Additional Information

Official title DNA Methylation in Serum as a Predictive Marker of Progression and Survival Following Systemic Therapy in Patients With Metastatic Breast Cancer
Principal investigator Antonio C. Wolff, MD
Description OBJECTIVES: Primary - Identify a panel of methylated gene markers in serum from women with metastatic breast cancer that is significantly different from that observed in healthy participants. - Assess changes in a panel of methylated gene markers from baseline, after 3-4 weeks, and after 9-12 weeks of systemic therapy in patients with metastatic breast cancer. - Determine the potential effects of common exposures (i.e., alcohol, smoking, medications, and dietary factors) on patterns of serum methylation in patients with metastatic breast cancer and in healthy participants. - Develop a predictive model using DNA methylation profiles in serum that predicts clinical outcome for an individual patient with metastatic disease.
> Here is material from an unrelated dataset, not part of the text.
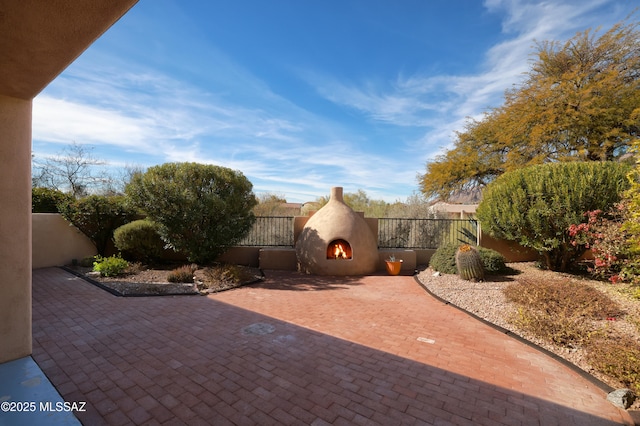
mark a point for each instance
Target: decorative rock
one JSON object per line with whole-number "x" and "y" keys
{"x": 622, "y": 398}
Secondary - Correlate circulating tumor cells (CTCs) with clinical outcome in patients with metastatic breast cancer. - Correlate CTCs with serum methylation in these patients. - Determine if the addition of CTCs to serum methylation results in an improved predictive model. OUTLINE: This is a prospective, multicenter study. Patients and healthy participants fill out health assessment questionnaires at baseline, week 3-4, and week 9-12. Patients undergo blood collection for methylated marker analysis at baseline, weeks 3-4, and weeks 9-12 and circulating tumor cell levels at baseline and weeks 3-4. Healthy participants undergo blood collection for methylated marker analysis at baseline. An additional cohort of healthy participants undergo follow-up blood collection ≥ 1 week after baseline. DNA methylation is measured by quantitative multiplex methylation-specific polymerase chain reaction (QM-MSP) assay. After completion of study procedures, patients are followed every 3-4 months. PROJECTED ACCRUAL: A total of 150 patients and 150 healthy participants will be accrued for this study.
Trial information was received from ClinicalTrials.gov and was last updated in November 2016.
Information provided to ClinicalTrials.gov by Sidney Kimmel Comprehensive Cancer Center.